L'auteur s'exprime également sur un nouveau dépistage, à l'étude, celui du cancer broncho-pulmonaire par scanners faibles doses :
"Pour certains dépistages, comme celui du cancer du poumon que certains essaient activement de promouvoir, nous possédons déjà suffisamment de données pour savoir qu’il aura un effet délétère. Cela pourra diminuer les incitations à ne pas fumer ou à cesser de le faire. On sait aussi que le diagnostic de ce mauvais cancer élève sensiblement le taux de suicide. Un tel dépistage aura bien du mal à prouver un effet bénéfique en termes de santé publique, mais la machine est en marche et certains pays finiront par le proposer. Pour moi, ce énième dépistage relève d’un ensemble de commerces scandaleux qui jouent sur l’angoisse et l’idée mensongère qu’on peut supprimer ce fléau sans supprimer le tabac. Je trouve cela éthiquement honteux. "
A ce propos lire : https://cancer-rose.fr/2021/02/24/etre-femme-et-tabagique-des-rayons-en-perspective/

La confusion entre dépistage et prévention est totale et ainsi "de nombreux bien-portants se sentent malades. C'est un curieux paradoxe largement entretenu par les médias qui ne cessent de ressasser tous les risques qui nous guettent et contre lesquels on doit se protéger."
L'auteur cite Amartya Sen, un Indien prix Nobel d’économie, " plus la santé objective s’améliore, plus la santé subjective se dégrade.
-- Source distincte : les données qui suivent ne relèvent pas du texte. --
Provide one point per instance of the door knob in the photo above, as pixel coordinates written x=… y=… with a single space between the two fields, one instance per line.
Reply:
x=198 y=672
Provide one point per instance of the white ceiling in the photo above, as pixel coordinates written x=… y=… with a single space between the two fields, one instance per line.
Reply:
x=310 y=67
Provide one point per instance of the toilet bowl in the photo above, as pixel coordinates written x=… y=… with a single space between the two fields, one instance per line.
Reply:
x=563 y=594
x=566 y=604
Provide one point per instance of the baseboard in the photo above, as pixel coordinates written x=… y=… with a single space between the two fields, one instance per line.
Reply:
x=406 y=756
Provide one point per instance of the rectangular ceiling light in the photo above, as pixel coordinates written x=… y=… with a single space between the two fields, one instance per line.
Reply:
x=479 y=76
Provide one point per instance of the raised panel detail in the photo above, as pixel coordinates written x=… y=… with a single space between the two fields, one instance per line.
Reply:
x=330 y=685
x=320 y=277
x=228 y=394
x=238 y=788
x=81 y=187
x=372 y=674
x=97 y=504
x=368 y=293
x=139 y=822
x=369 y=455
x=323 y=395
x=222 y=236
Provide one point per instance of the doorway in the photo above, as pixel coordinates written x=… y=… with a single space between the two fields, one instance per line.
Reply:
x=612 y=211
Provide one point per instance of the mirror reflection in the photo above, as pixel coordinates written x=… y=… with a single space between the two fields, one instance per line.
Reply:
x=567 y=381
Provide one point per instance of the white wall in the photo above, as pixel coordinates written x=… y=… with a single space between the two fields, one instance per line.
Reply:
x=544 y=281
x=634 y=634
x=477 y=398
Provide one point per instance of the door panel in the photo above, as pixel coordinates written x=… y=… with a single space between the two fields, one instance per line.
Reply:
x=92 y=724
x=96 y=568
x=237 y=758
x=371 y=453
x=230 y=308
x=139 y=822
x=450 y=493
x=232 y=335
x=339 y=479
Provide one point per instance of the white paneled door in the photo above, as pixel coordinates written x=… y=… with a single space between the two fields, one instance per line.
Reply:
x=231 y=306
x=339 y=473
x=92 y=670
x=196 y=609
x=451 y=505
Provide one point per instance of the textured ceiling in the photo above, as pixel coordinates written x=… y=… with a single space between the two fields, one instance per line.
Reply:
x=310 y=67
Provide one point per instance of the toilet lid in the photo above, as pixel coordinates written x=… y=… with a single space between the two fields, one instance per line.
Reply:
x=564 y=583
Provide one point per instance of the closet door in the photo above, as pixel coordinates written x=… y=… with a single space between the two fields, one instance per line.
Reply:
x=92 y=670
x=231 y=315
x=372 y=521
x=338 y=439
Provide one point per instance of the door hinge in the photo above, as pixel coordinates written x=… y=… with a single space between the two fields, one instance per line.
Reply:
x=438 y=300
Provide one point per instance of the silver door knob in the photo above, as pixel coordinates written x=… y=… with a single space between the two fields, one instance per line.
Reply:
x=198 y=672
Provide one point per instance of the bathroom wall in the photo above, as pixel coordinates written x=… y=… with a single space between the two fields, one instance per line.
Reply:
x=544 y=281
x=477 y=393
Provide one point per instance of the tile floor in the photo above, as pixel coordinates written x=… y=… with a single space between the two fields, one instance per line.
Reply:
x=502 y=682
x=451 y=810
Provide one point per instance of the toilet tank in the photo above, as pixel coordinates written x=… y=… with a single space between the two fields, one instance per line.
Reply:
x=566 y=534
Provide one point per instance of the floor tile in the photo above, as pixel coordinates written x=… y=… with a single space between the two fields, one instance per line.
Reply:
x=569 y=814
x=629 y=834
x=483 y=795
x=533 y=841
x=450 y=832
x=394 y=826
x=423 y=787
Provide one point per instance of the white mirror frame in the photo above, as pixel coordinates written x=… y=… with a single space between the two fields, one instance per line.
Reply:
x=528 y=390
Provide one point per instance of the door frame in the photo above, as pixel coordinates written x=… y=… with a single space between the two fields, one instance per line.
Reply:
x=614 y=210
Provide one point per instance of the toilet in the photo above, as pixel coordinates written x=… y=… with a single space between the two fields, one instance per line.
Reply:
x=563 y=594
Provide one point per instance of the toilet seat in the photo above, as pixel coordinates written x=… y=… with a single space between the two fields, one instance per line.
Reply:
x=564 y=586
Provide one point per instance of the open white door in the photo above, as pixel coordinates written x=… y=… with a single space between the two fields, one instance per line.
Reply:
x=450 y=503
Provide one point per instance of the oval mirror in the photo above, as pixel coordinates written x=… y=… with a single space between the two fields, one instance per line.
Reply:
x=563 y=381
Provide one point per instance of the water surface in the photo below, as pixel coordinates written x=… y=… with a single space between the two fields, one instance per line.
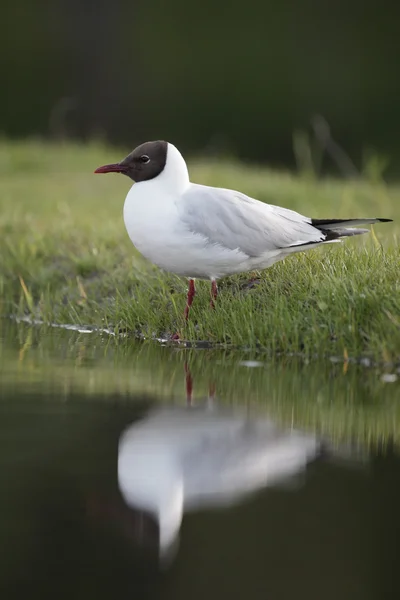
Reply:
x=330 y=529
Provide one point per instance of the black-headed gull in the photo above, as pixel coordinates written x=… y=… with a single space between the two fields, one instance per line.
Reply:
x=198 y=231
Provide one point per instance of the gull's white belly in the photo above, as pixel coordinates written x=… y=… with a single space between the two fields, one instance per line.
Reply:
x=156 y=230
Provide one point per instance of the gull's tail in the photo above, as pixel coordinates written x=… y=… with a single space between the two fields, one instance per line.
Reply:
x=338 y=228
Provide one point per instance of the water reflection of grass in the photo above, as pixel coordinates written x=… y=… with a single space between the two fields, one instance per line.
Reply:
x=355 y=404
x=66 y=257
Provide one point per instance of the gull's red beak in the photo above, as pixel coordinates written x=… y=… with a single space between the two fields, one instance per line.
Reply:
x=114 y=168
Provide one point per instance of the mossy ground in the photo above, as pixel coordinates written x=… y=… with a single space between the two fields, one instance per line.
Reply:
x=66 y=258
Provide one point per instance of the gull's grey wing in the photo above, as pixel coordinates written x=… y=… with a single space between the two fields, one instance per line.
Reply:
x=237 y=221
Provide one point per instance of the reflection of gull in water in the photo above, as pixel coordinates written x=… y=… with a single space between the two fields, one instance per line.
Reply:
x=180 y=459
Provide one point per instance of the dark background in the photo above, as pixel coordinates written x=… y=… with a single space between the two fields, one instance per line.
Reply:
x=230 y=77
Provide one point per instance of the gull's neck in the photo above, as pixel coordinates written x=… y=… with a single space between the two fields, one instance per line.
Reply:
x=175 y=175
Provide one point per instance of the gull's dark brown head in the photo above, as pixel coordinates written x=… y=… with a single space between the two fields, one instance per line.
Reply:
x=145 y=162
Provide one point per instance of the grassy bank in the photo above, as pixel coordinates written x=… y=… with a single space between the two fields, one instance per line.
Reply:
x=65 y=257
x=61 y=366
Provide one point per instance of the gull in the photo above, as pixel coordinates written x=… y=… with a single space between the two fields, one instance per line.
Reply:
x=203 y=232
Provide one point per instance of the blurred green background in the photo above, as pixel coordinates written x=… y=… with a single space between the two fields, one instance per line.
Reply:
x=213 y=77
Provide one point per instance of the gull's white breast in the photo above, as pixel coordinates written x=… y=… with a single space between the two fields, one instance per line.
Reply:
x=154 y=225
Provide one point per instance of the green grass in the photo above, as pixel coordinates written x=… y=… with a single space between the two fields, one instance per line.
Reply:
x=345 y=402
x=66 y=258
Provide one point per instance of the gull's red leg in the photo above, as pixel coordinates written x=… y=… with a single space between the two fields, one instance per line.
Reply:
x=214 y=293
x=190 y=296
x=189 y=385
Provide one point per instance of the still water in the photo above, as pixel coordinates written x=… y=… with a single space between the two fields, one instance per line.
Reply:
x=135 y=470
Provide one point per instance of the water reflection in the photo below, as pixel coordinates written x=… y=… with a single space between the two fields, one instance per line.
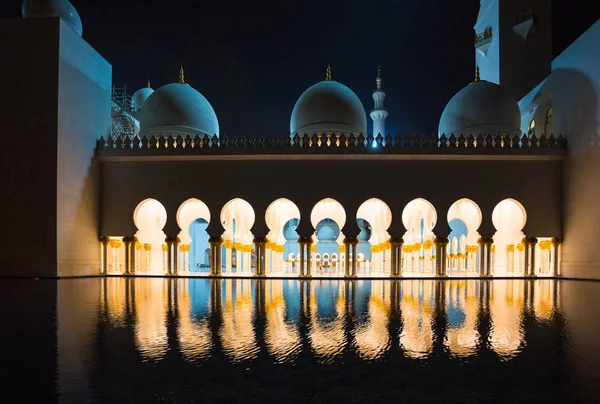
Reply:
x=329 y=317
x=326 y=332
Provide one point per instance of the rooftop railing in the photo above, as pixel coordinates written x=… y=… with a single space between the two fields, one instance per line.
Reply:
x=185 y=144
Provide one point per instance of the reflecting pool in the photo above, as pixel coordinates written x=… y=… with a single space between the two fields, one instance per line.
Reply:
x=309 y=341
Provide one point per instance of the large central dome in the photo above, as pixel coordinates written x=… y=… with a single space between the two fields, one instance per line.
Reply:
x=178 y=108
x=327 y=107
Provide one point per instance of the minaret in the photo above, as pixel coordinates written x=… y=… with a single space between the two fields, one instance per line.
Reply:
x=379 y=114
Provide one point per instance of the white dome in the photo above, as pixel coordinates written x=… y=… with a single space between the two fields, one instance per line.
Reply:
x=481 y=107
x=328 y=106
x=138 y=99
x=178 y=108
x=53 y=8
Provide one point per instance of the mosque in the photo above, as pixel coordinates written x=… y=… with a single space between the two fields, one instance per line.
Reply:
x=100 y=182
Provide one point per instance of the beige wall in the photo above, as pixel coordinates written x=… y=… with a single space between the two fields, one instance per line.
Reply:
x=574 y=87
x=83 y=116
x=28 y=113
x=351 y=180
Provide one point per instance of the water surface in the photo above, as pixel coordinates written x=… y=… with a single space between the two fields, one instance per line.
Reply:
x=320 y=341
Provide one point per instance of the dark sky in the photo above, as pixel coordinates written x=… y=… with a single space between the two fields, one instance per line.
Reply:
x=252 y=60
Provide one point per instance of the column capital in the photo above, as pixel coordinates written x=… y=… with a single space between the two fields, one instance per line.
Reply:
x=260 y=241
x=396 y=241
x=441 y=241
x=215 y=240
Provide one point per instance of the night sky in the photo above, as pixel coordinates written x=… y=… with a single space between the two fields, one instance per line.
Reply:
x=252 y=60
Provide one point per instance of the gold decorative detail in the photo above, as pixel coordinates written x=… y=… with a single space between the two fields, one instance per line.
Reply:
x=379 y=79
x=115 y=243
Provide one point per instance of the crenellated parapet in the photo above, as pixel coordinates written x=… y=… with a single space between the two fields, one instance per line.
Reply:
x=177 y=143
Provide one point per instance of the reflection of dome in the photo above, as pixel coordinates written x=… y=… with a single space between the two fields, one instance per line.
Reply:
x=328 y=106
x=327 y=230
x=138 y=99
x=178 y=108
x=481 y=107
x=53 y=8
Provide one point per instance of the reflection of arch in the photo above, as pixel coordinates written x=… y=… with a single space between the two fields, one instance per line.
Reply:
x=150 y=217
x=509 y=218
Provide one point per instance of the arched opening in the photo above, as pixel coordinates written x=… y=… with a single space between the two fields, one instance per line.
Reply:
x=150 y=217
x=327 y=235
x=193 y=217
x=237 y=218
x=419 y=218
x=327 y=217
x=374 y=218
x=282 y=218
x=509 y=218
x=464 y=219
x=548 y=123
x=531 y=128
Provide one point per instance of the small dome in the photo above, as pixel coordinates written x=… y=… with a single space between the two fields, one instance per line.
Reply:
x=178 y=108
x=481 y=107
x=328 y=106
x=53 y=8
x=327 y=230
x=138 y=99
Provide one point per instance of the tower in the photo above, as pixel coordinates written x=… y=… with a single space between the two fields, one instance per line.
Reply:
x=513 y=43
x=379 y=114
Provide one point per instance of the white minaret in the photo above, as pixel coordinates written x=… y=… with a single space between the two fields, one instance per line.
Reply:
x=379 y=114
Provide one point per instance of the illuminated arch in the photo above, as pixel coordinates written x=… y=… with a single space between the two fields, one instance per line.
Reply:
x=379 y=215
x=237 y=218
x=419 y=218
x=277 y=215
x=509 y=218
x=190 y=210
x=328 y=208
x=150 y=218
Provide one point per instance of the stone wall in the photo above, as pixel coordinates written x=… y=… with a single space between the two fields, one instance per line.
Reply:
x=28 y=112
x=574 y=87
x=535 y=181
x=84 y=97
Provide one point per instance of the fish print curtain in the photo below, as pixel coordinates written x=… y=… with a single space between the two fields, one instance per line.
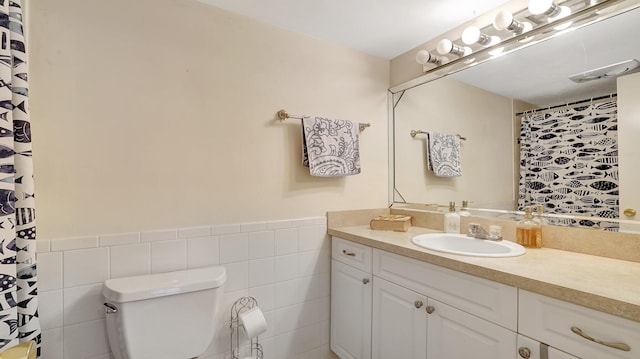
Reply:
x=18 y=291
x=569 y=163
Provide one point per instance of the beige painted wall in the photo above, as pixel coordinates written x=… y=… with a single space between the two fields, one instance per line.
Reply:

En France, de nombreux bien- portants se sentent malades"

Notion de porteur sain

Nous connaissons cette notion en infectiologie. Concernant la cancérologie, nous portons tous en nous des gènes de prédisposition et des facteurs de risque.
En infectiologie, un microbe ne suffit pas à développer la maladie, il faut d'autres facteurs inhérents au malade et aussi à son environnement. En cancérologie l'affaire est analogue. Sous la forte pression biomédicale que nous connaissons dans la médecine actuelle, ne pas être malade ne signifie pas la même chose qu'être un non-malade, mais la connaissance d'être porteur d'une non-maladie fait que la peur précède l'épidémie (ou la maladie), au lieu de la suivre, explique l'auteur.

Pour le cancer du sein, nous connaissons des variants pathogènes de gènes BCRA1 et BCRA2 qui impliquent une augmentation significative de la probabilité d'avoir un cancer du sein par rapport à la population générale. Bien sûr ces femmes doivent bénéficier d'un suivi particulier, mais il y a néanmoins 30 à60% des femmes avec mutation BCRA1, et jusqu'à 50/60% des femmes avec la mutation BCRA2 qui vivront jusqu'à 90 ans ou mourront de tout à fait autre chose qu'un cancer du sein.
L'environnement, l'exposition à d'autres facteurs supplémentaires ont une importance pour l'expression ou non de la maladie.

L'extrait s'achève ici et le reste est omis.